最近の悩み

本格的に腕時計の分解を始めてから、3年半くらいになるんですが、悩んでいることがあります。

それも一つや二つではなくて、大小取り混ぜるとそこそこの数になります。

その中の一つであったガラス風防の傷の処理については、少しだけ解決して気が楽になっていますが、

もう一つ、今一番深刻なのは、「自動巻き時計の短いパワリザ」です。

たいていの自動巻きムーブメントは、仕様上40時間程度以上のパワリザを持っています。

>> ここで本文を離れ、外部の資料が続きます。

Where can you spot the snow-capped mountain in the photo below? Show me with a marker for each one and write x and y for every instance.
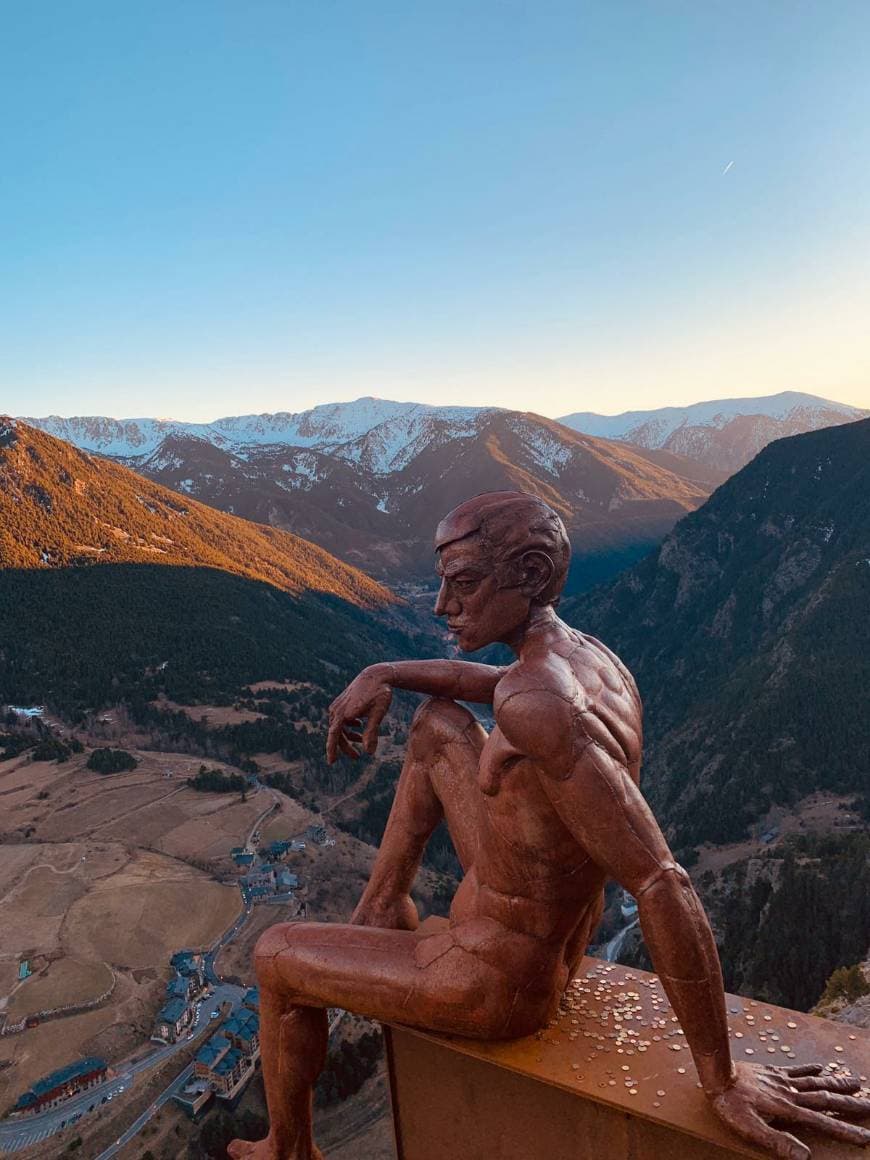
(369, 480)
(724, 433)
(377, 434)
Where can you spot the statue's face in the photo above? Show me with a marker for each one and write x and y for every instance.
(478, 611)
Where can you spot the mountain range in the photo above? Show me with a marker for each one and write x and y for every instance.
(113, 587)
(368, 480)
(724, 434)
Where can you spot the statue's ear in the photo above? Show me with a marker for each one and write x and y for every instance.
(537, 572)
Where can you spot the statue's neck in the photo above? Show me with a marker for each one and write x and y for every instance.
(541, 618)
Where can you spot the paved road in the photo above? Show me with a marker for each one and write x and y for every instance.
(138, 1124)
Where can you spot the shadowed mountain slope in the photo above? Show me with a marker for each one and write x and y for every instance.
(749, 636)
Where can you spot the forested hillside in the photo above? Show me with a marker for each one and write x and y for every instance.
(62, 506)
(113, 589)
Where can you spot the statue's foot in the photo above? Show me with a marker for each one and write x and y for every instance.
(266, 1150)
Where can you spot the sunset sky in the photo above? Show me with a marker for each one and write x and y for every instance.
(219, 208)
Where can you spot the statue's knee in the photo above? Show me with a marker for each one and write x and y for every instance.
(440, 720)
(272, 944)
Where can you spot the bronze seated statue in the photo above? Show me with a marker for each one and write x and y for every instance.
(541, 811)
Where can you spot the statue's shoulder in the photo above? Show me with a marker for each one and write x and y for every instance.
(534, 705)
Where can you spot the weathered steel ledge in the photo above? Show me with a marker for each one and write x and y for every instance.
(610, 1079)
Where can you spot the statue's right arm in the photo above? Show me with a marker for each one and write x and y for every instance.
(369, 695)
(461, 680)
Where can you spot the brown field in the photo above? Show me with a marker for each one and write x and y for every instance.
(149, 806)
(104, 874)
(214, 716)
(62, 981)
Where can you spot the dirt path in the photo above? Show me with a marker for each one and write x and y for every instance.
(136, 809)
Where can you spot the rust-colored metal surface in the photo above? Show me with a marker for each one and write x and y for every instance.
(617, 1049)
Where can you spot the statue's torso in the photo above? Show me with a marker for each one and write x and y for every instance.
(530, 874)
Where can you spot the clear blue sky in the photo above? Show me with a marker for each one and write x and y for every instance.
(216, 208)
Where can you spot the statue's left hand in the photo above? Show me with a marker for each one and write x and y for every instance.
(798, 1096)
(369, 696)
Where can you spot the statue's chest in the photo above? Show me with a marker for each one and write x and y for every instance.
(514, 805)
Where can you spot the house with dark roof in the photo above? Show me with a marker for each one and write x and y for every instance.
(229, 1058)
(172, 1020)
(63, 1084)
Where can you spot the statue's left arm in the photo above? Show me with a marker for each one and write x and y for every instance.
(586, 780)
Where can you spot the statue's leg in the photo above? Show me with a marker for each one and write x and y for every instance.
(392, 976)
(439, 780)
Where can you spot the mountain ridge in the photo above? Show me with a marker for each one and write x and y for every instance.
(720, 433)
(374, 498)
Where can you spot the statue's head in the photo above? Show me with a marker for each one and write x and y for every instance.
(500, 555)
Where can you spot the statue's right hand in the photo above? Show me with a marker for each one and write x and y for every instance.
(398, 913)
(369, 696)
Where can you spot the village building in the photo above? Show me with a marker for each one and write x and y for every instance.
(227, 1060)
(267, 881)
(172, 1021)
(63, 1084)
(182, 992)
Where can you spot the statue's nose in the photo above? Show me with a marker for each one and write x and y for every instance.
(444, 601)
(441, 600)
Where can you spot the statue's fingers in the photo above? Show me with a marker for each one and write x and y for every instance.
(347, 747)
(332, 741)
(831, 1101)
(846, 1084)
(782, 1145)
(836, 1129)
(370, 736)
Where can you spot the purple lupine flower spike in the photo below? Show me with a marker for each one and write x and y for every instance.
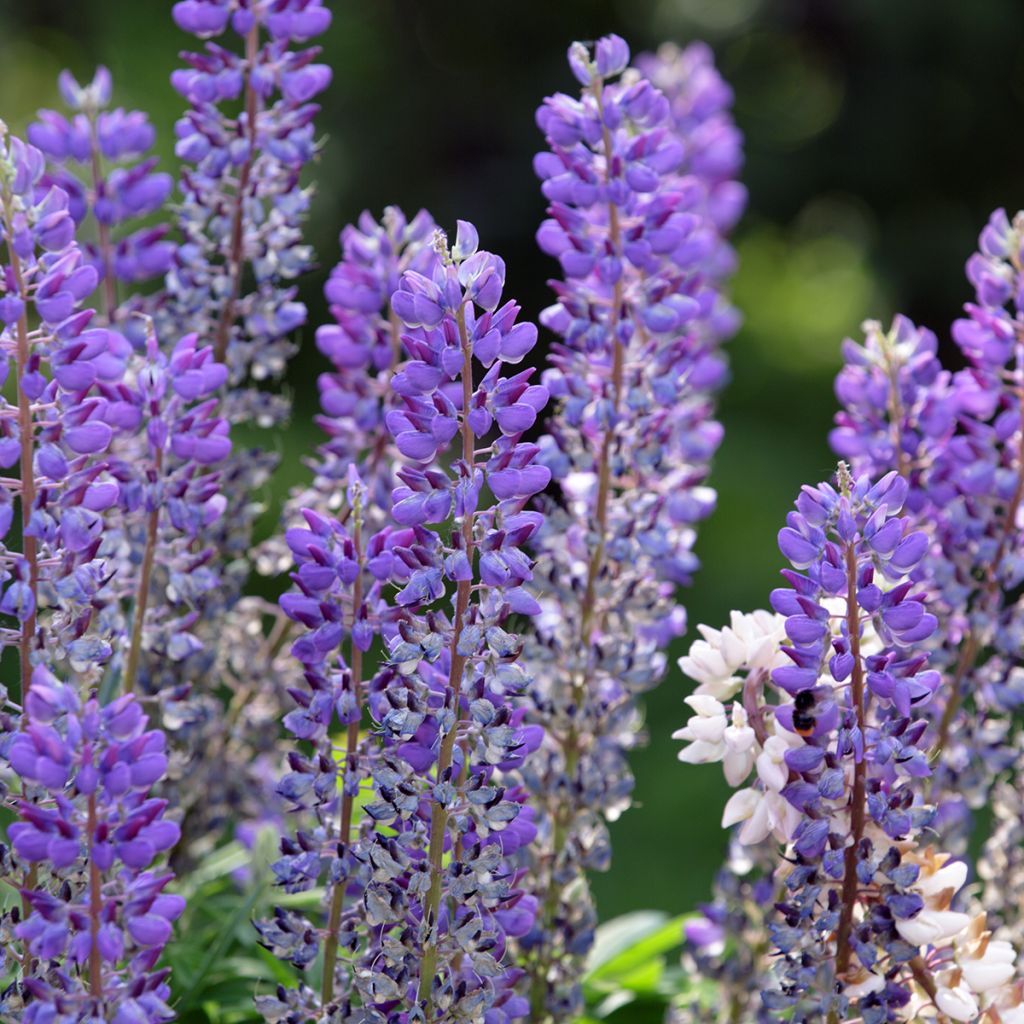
(422, 895)
(245, 141)
(58, 426)
(98, 157)
(95, 935)
(639, 318)
(957, 438)
(365, 348)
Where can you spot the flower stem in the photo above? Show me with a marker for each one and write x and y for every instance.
(95, 908)
(27, 467)
(110, 292)
(351, 741)
(857, 800)
(27, 491)
(989, 591)
(563, 814)
(438, 815)
(142, 596)
(235, 256)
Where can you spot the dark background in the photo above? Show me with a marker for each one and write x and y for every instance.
(880, 134)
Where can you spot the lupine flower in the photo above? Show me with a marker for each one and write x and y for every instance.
(365, 348)
(956, 437)
(98, 157)
(244, 205)
(638, 317)
(172, 440)
(56, 427)
(93, 937)
(423, 895)
(245, 141)
(866, 925)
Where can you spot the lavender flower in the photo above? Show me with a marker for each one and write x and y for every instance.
(639, 316)
(364, 346)
(57, 426)
(863, 924)
(956, 437)
(244, 205)
(92, 938)
(422, 895)
(245, 141)
(78, 147)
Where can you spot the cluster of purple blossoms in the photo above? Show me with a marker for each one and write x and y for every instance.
(55, 426)
(364, 347)
(98, 157)
(639, 318)
(244, 204)
(93, 919)
(92, 935)
(957, 438)
(245, 141)
(876, 764)
(422, 894)
(868, 920)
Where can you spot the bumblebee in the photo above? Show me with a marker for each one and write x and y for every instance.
(803, 719)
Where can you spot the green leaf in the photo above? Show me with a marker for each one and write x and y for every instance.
(624, 944)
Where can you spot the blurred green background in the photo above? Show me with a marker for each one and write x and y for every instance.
(880, 133)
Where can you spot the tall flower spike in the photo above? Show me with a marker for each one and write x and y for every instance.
(94, 934)
(365, 348)
(171, 442)
(639, 317)
(98, 157)
(957, 438)
(56, 428)
(467, 744)
(244, 205)
(863, 927)
(246, 140)
(422, 897)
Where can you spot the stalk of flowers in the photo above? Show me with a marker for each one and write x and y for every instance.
(244, 206)
(233, 284)
(54, 427)
(866, 925)
(172, 436)
(957, 438)
(365, 348)
(98, 157)
(341, 571)
(94, 929)
(437, 900)
(701, 102)
(630, 443)
(461, 673)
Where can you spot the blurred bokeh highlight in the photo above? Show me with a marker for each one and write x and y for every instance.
(879, 137)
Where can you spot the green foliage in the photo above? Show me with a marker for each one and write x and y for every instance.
(633, 972)
(216, 963)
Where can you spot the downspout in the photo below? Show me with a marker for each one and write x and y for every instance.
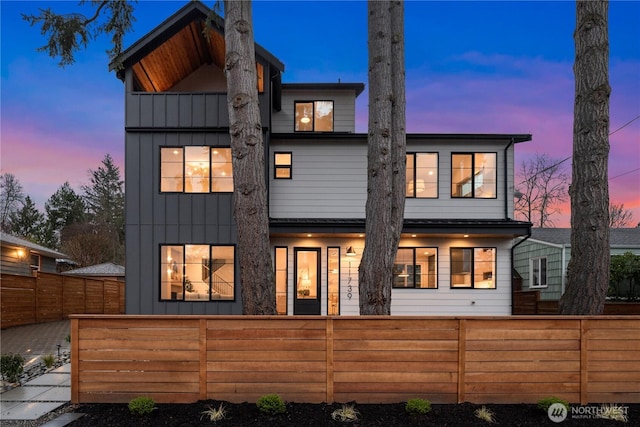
(506, 183)
(513, 264)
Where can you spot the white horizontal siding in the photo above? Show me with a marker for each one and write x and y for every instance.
(441, 301)
(344, 109)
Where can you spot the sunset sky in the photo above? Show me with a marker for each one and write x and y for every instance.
(485, 67)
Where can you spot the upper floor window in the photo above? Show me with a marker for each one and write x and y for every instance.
(473, 268)
(314, 116)
(197, 169)
(282, 165)
(422, 175)
(416, 268)
(197, 272)
(474, 175)
(538, 272)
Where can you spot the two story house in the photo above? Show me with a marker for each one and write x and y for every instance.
(455, 255)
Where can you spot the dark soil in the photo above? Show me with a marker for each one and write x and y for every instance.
(311, 415)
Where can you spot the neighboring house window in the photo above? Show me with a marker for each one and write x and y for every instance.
(34, 262)
(196, 169)
(473, 268)
(416, 268)
(282, 165)
(474, 175)
(314, 116)
(422, 175)
(538, 272)
(197, 272)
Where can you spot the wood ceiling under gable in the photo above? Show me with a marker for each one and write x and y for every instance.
(179, 56)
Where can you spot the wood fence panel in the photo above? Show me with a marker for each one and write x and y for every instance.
(48, 297)
(248, 358)
(130, 358)
(612, 360)
(390, 360)
(500, 369)
(73, 296)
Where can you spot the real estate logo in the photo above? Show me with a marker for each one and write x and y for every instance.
(557, 412)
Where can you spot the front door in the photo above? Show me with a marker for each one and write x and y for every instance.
(307, 281)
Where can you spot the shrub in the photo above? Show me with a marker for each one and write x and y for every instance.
(417, 406)
(271, 404)
(346, 414)
(48, 360)
(11, 366)
(213, 414)
(545, 402)
(142, 405)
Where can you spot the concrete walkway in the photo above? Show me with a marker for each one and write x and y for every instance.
(46, 392)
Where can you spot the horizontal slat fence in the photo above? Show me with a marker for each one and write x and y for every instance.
(520, 359)
(51, 297)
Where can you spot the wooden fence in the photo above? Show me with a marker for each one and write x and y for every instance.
(183, 359)
(529, 302)
(50, 297)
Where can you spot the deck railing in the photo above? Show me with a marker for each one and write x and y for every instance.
(184, 359)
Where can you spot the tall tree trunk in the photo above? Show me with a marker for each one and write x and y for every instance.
(247, 148)
(386, 155)
(588, 270)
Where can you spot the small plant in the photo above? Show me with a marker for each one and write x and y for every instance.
(613, 412)
(271, 404)
(11, 366)
(545, 402)
(214, 414)
(417, 406)
(346, 414)
(142, 405)
(48, 360)
(485, 414)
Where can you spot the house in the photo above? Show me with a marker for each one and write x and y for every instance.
(542, 259)
(455, 255)
(24, 258)
(107, 270)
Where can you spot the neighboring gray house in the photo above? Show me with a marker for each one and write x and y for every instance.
(108, 270)
(24, 258)
(542, 259)
(455, 250)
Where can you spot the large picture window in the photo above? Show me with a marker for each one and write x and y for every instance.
(314, 116)
(473, 175)
(538, 272)
(473, 268)
(195, 169)
(197, 273)
(422, 175)
(416, 268)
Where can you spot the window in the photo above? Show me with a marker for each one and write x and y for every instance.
(538, 273)
(197, 272)
(314, 116)
(416, 268)
(282, 165)
(473, 175)
(473, 268)
(422, 175)
(196, 169)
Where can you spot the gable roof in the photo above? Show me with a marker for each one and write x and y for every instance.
(105, 269)
(562, 236)
(177, 47)
(13, 241)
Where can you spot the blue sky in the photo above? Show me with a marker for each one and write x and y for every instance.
(471, 66)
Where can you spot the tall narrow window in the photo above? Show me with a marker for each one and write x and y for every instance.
(314, 116)
(473, 268)
(282, 165)
(422, 175)
(474, 175)
(280, 260)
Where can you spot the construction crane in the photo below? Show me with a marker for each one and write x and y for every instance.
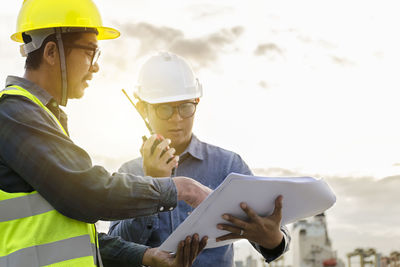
(365, 257)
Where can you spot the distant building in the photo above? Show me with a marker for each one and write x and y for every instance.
(250, 262)
(311, 244)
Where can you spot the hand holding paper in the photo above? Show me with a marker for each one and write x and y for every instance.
(303, 197)
(264, 231)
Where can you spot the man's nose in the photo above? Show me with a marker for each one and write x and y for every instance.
(175, 115)
(94, 68)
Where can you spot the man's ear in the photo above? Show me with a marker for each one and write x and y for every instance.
(50, 54)
(142, 108)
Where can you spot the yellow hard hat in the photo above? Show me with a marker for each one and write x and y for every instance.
(42, 14)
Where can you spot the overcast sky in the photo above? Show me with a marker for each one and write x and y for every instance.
(310, 87)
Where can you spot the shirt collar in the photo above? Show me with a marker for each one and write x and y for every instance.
(32, 88)
(195, 148)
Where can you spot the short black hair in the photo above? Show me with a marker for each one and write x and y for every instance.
(34, 58)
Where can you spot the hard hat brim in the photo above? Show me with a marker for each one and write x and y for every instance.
(105, 33)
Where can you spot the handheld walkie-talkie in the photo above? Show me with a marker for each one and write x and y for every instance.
(144, 138)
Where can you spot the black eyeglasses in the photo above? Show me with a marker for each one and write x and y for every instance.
(95, 52)
(165, 111)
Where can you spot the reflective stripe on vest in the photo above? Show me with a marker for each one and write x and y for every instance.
(33, 233)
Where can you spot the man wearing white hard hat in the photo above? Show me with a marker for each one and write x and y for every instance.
(50, 193)
(168, 94)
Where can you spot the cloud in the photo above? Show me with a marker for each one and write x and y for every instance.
(201, 51)
(365, 214)
(206, 11)
(263, 84)
(341, 61)
(267, 48)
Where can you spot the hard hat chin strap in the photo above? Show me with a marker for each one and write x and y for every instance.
(63, 66)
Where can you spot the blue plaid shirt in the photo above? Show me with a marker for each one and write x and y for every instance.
(209, 165)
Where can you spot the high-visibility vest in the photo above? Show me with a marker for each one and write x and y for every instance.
(33, 233)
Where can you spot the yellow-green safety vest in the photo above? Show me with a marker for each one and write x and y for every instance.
(33, 233)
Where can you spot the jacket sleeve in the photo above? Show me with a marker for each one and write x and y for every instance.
(34, 150)
(116, 252)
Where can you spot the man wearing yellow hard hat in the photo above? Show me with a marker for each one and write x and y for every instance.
(50, 193)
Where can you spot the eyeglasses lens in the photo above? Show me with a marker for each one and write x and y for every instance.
(185, 110)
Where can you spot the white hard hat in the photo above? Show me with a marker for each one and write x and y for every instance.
(167, 77)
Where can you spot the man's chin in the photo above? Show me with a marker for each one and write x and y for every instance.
(77, 95)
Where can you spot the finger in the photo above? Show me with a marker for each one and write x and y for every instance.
(236, 221)
(229, 228)
(250, 212)
(186, 251)
(148, 144)
(228, 236)
(173, 163)
(277, 213)
(194, 250)
(160, 148)
(169, 153)
(179, 253)
(203, 243)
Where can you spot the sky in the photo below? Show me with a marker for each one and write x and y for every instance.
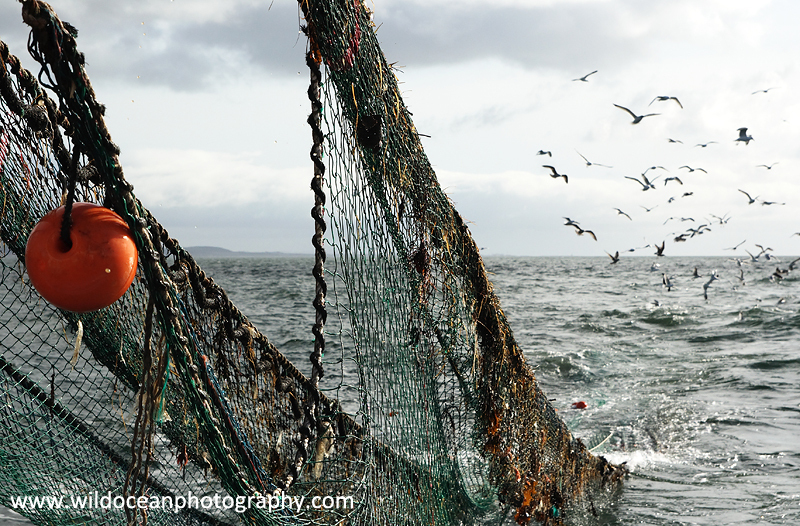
(207, 101)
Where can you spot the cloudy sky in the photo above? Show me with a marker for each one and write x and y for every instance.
(207, 101)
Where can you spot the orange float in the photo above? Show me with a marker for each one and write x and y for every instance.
(92, 274)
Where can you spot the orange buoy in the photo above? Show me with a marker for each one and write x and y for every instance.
(93, 273)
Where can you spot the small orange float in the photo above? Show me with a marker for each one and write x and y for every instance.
(93, 273)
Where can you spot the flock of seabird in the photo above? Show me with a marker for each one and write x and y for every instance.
(648, 184)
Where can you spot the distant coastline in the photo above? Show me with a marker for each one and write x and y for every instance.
(219, 252)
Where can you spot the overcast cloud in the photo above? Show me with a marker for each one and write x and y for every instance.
(207, 101)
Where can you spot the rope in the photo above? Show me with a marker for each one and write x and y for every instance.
(66, 222)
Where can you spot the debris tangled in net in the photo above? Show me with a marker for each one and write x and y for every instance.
(419, 406)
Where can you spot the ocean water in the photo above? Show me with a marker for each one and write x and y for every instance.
(699, 397)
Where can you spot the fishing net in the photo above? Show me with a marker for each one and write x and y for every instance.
(416, 407)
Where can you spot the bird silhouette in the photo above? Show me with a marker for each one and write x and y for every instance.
(708, 283)
(665, 98)
(636, 118)
(743, 137)
(620, 212)
(584, 78)
(555, 174)
(737, 246)
(752, 199)
(646, 185)
(580, 231)
(722, 220)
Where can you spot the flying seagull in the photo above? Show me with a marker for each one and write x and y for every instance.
(584, 78)
(646, 185)
(580, 231)
(752, 199)
(590, 163)
(665, 98)
(737, 246)
(743, 137)
(636, 118)
(555, 174)
(722, 220)
(708, 283)
(693, 169)
(620, 212)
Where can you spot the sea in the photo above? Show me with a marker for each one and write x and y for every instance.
(693, 384)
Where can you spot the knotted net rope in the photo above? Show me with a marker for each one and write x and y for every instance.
(427, 411)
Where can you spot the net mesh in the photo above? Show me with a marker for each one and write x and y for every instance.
(419, 407)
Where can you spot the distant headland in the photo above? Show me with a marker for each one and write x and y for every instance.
(219, 252)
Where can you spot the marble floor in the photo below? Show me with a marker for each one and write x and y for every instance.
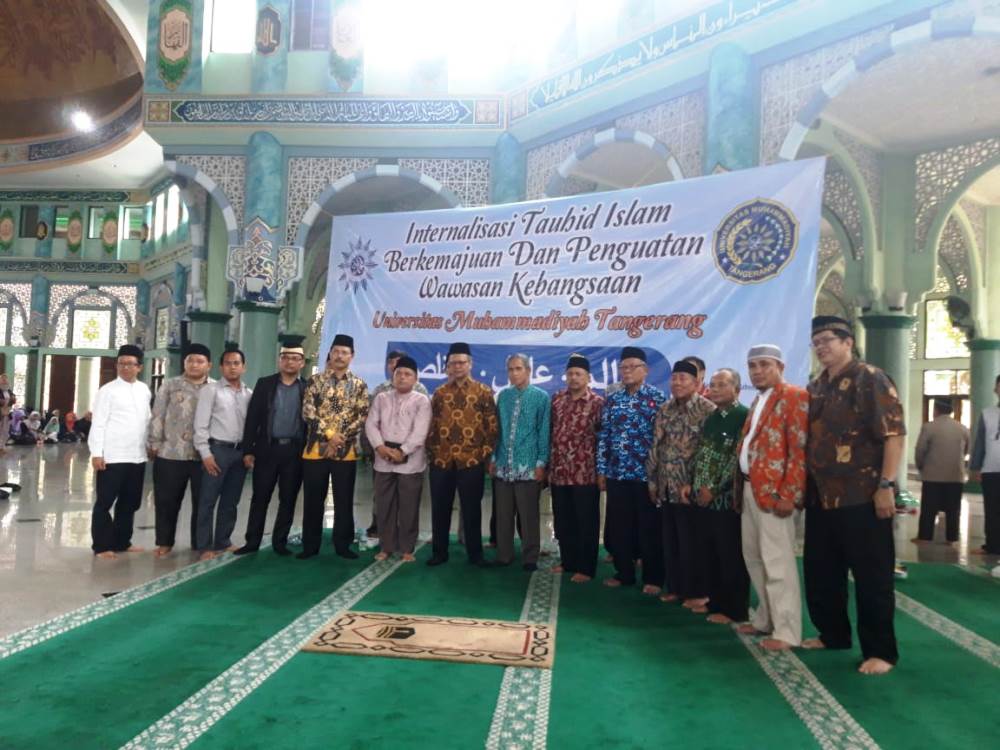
(47, 568)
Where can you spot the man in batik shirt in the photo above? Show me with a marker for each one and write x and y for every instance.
(576, 501)
(676, 438)
(855, 446)
(712, 488)
(334, 408)
(632, 522)
(461, 439)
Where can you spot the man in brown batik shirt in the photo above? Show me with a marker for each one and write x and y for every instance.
(854, 448)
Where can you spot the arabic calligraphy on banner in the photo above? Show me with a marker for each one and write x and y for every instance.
(703, 267)
(651, 48)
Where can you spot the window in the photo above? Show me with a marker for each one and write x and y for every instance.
(29, 221)
(95, 222)
(62, 221)
(159, 215)
(132, 226)
(311, 24)
(233, 23)
(942, 340)
(173, 212)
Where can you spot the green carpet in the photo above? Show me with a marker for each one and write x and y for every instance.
(630, 672)
(101, 684)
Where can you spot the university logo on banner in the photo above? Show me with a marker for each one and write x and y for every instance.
(705, 267)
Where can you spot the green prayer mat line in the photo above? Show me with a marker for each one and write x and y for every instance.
(316, 701)
(830, 723)
(521, 716)
(42, 632)
(197, 714)
(133, 666)
(934, 697)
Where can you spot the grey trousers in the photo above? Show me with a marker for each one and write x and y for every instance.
(397, 510)
(523, 496)
(225, 490)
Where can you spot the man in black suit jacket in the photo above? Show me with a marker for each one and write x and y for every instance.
(272, 446)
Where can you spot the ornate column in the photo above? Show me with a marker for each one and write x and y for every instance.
(887, 345)
(46, 214)
(36, 335)
(731, 138)
(261, 269)
(509, 171)
(270, 50)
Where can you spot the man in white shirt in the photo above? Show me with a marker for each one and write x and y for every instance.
(218, 437)
(118, 454)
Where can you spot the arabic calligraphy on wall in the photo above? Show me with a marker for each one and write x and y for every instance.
(175, 42)
(638, 53)
(349, 112)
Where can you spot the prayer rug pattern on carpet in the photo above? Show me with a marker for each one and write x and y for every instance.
(461, 639)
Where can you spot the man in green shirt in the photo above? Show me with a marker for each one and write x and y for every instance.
(712, 488)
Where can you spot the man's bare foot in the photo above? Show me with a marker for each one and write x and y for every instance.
(773, 644)
(874, 666)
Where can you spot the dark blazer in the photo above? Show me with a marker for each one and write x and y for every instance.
(257, 428)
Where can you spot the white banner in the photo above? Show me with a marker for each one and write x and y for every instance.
(704, 267)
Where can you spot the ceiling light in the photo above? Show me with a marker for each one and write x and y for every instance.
(82, 121)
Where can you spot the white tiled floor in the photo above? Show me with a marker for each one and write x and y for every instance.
(47, 568)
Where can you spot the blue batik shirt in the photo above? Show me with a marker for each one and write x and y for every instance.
(523, 444)
(626, 434)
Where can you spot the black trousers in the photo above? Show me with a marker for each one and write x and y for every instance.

メーカーの諸元表で「42時間以上」と書かれていても、問題がないうちは50時間近く動いていたりしますが、

これはメーカーの言うパワーリザーブが、フル巻き上げ状態から時計が止まるまでの時間ではなく、

諸元表にある精度を保証する期間であるためと思われます。

しかし、私が日ごろ相手にする時計は、保証するような精度を求められていませんので、私が

これから書く「パワーリザーブ」は全巻きから止まるまでの時間のことを意味します。

そんなパワーリザーブの個人的基準としては、二つの時計を中一日で交互に使えるパワリザ、

すなわち38時間(少しマージンを取って)以上と考えています。

今まで分解してきた時計の9割以上はこの基準に入っているのですが、中には外れるものがあります。

完成直後は良くても徐々に短くなっていったり、最初から短かったり(20~30時間程度)。


パワリザが短い理由としては

1. スリッピングアタッチメントが早く滑り始めている

2. 切換車への注油による動作不良

3. 切換車自体の不具合

4. ローターベアリングへの注油過多

5. 自動巻き受けのホゾ穴摩耗

などが考えられます(輪列側の問題はないという前提です)。

そこで、パワリザが短い時計が出たら、何が原因なのかを切り分けるため、手巻きまたは

ワインダーで十分巻き上げ、止まるまでの時間を計ります。

もし40時間程度動いていたら、問題は自動巻きにあるので上記の1.以外について調べます。

もし短かったら、香箱系に問題がある、と判断して1.について調べます。

ここまでわかっていても、ダメなものはなかなかOKにならないんですよね・・・


この後何回かにわたって、具体例について書いていこうかと思います。